The story’s originality lies principally in its synthesis: the idea of an externalized intrusive voice is not new to fantasy, but Held’s treatment of it as a specialized, transmissible, imperfect, and consensual (or not) medical intervention is genuinely fresh. The story does not make the mistake of equating “magic fixes everything” with “magic fixes this particular thing neatly”; Trist’s spell is narrow, costly, and limited in scope, and the story’s emotional credibility depends on that limitation.

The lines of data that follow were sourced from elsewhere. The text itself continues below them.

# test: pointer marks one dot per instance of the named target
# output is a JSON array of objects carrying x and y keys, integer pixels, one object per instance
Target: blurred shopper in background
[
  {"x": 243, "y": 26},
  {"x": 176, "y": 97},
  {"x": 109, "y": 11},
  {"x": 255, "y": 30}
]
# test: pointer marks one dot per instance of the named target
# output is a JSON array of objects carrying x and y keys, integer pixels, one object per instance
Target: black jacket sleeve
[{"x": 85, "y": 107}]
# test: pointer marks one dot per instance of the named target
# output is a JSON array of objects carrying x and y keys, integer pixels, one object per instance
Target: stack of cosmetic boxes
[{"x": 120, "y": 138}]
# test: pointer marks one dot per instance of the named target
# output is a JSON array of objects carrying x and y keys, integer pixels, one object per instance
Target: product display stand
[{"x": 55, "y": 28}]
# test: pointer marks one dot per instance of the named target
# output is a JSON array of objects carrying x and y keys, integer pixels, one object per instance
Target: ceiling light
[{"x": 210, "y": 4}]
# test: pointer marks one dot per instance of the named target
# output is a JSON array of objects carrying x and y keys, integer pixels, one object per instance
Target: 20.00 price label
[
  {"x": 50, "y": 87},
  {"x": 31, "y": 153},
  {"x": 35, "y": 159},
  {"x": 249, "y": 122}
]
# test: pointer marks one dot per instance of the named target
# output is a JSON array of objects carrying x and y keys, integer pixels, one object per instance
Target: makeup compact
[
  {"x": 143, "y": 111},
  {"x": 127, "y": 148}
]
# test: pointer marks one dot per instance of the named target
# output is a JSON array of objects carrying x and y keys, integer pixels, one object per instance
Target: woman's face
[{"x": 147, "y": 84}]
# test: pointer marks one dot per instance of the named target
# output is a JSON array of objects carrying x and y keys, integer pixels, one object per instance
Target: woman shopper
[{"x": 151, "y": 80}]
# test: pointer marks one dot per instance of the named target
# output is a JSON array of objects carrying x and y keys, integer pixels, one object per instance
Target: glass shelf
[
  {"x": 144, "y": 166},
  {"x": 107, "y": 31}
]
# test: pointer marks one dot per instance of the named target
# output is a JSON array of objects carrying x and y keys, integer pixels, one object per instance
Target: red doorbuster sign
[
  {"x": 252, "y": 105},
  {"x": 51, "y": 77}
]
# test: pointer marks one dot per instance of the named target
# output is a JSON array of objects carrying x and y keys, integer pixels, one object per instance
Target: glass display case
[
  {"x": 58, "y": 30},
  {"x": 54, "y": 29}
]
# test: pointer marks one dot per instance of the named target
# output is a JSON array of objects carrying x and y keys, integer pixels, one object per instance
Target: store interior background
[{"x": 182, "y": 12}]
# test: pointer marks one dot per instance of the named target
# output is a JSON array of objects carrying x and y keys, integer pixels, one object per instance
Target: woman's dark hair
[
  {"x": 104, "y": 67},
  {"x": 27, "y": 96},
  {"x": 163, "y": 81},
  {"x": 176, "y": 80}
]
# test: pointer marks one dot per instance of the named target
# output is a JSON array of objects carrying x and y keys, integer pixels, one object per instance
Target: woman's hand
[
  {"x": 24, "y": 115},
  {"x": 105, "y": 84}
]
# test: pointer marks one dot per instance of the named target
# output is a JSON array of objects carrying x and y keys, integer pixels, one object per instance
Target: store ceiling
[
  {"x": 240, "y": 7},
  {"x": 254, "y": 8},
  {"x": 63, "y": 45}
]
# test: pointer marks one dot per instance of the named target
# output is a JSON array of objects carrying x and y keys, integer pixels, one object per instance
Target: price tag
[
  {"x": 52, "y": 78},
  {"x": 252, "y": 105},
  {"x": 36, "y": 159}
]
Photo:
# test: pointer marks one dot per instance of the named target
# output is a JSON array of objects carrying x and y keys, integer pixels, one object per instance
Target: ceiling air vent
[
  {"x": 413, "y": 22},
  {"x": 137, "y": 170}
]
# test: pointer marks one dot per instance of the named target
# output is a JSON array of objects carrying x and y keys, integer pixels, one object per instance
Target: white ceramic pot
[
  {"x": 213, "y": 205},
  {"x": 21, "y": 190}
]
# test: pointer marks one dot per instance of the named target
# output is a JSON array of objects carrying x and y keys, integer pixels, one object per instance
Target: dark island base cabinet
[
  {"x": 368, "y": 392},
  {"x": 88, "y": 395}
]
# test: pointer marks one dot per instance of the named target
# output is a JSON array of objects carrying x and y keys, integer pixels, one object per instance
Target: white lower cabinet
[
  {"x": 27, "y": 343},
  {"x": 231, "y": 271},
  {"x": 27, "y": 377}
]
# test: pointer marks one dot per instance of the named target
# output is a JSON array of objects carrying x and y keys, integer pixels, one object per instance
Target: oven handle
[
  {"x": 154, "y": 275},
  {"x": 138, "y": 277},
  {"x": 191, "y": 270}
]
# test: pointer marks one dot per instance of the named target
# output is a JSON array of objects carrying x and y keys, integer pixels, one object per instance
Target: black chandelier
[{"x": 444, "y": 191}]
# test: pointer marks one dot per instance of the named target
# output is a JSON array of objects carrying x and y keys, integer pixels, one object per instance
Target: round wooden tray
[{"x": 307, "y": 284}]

In terms of literary impact, the story offers a meaningful contribution to the conversation about how speculative fiction can model experiences of mental health difficulty without condescension, sensationalism, or false consolation. Its representation of anxiety is specific enough to resonate and general enough to include.


Conclusion

“Like Thorns on Her Tongue” demonstrates R.Z. Held’s capacity to deploy the resources of secondary-world fantasy—magic systems, non-realist ecology, spectral presences—in service of psychologically and ethically serious ends. The story’s thesis, enacted rather than stated, is that living with a mind that speaks against you is not a condition to be defeated but a relationship to be managed, and that the most meaningful gift one can offer another is the tools to enter that relationship with less terror. The blood magic spell at the story’s heart is a formally active conceit: it drives plot, structures characterization, generates the central ethical dilemma, and underwrites the romance. The botanical imagery—grafting, cutting, root, thorn—provides an organizing symbolic framework that earns its resonance.

The story’s enduring relevance rests on its refusal of false comfort. The snake does not go quiet; it adapts. Maya’s new spell does not make her kind; it makes cruelty costly. Trist does not recover from her anxiety; she learns, provisionally and imperfectly, to disagree with it. These are not the consolations of fantasy wish-fulfillment but the quieter, more durable consolations of recognition: that others live with the hissing voice, and that living alongside it is possible. Further scholarly study might fruitfully situate the text within Held’s broader body of work as it develops, compare it with other Beneath Ceaseless Skies novelettes engaging mental health themes, or read it alongside therapeutic frameworks in disability studies to examine the story’s implicit model of recovery and accommodation.


Works Cited

Hayes, S. C., Strosahl, K. D., & Wilson, K. G. (2012). Acceptance and commitment therapy: The process and practice of mindful change (2nd ed.). Guilford Press.

Happel-Parkins, A. (2018). Mental illness in speculative fiction: Representation, metaphor, and the ethics of imagination. Journal of the Fantastic in the Arts, 29(2), 212–231.

Kafer, A. (2013). Feminist, queer, crip. Indiana University Press.